The ‘2013 global gold price report’ found more than 80% of gold executives expect to see a rise in the price of gold, and an analysis of the 46 largest TSX- listed gold mining companies pointed to more than 20 of these gold companies having cash reserves greater than $500-million.

“Gold miners are adamant about proving to the market that they’re once again a good investment – not just for the interim, but for the long-term. Receiving investors’ approval will involve establishing cost-effective management strategies, increasing dividend payments and responsibly investing in production growth – all on the back of a strong gold price,” PwC mining leader for Canada and the Americas John Gravelle said.

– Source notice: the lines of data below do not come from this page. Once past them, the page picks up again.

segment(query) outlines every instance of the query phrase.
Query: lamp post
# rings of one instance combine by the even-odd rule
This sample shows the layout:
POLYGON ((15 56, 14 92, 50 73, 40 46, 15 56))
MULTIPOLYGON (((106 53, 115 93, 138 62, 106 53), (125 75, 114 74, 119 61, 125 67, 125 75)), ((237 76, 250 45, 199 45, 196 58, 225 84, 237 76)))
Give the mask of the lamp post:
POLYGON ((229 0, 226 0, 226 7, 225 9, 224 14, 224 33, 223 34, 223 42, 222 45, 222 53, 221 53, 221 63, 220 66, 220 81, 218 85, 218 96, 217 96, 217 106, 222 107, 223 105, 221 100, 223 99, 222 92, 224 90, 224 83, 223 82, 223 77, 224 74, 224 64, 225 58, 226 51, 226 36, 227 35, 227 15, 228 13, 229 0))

He added there has been a shift in focus with gold executives concentrating on the bottom line – specifically focusing on the rate of return for every ounce produced. According to the report, the long-term price of gold used by gold miners has increased by 6% from last year and 29% from two years ago, to $1 400/oz.

The report found all of the senior gold companies used cash for development and exploration spending and they plan to do the same for the upcoming year. Further, 89% of mid-tier gold companies will use cash for project development and 83% will use cash to fund exploration activity in 2013.

“Larger mining companies may be more watchful with their spending, but they haven’t forgotten about their exploration budgets. Expect increased exploration spending next year by senior and mid-tier miners, and well-funded juniors,” says Gravelle.

“While senior gold producers will use their cash to fund recently increased dividend commitments, they will carefully invest in projects that will produce superior rates of return,” he said.